いよいよ2年後に迫った新テストは、これまでの2回に亘る試行テストを経て、出題の方向性がはっきりと見えてきました。共通一次試験やセンターテストは、高校現場での教育をできるだけ邪魔しないようにという配慮のようなものが見えていましたが、新テストで、「今後の高校教育はこうあるべきだ」というメッセージを強く発信しています。
第2回試行テストに合わせ公表された平成30年度試行調査(プレテスト)問題作成における主な工夫・改善等についてにはこう書かれています。
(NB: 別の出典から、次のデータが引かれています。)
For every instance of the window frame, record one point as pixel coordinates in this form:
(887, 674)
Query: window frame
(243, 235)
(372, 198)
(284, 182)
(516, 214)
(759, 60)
大学入試センター試験における問題評価・改善の蓄積を生かすことや、大学教育の基礎力としてどのような知識・技能や思考力・判断力・表現力を問うのかというねらいを明確にすること、高校において「どのように学ぶか」を踏まえることなどを基本的な方向性として問題を作成した。
試行テストの問題を実際に解いてみると、そこに込められた意図がより具体的に読み取れます。来年度以降の指導計画を起こす前には、改めてじっくりと問題を解いてみる必要があると思います。
注意を向けておくべき点は多々ありますが、その中でも見落としてはいけないことを幾つかピックアップしてみたいと思います。
❏ その場で読んでテクストをどれだけ理解できるか
どれだけのことを既に覚えていたかよりも、目の前に与えられた情報を「その場で読んでどれだけ理解できるか」「理解したことを元にどう考察できるか」を試す点に重きが置かれていることはその筆頭です。
テクストの理解力を試す意図のもと、問題で与えられるテクスト(本文だけでなく、グラフや表で示されるデータ、考え方をモデル化した図版なども含む)は、膨大と言える量になっており、現代社会などは60分間で18,000字を読む必要があります。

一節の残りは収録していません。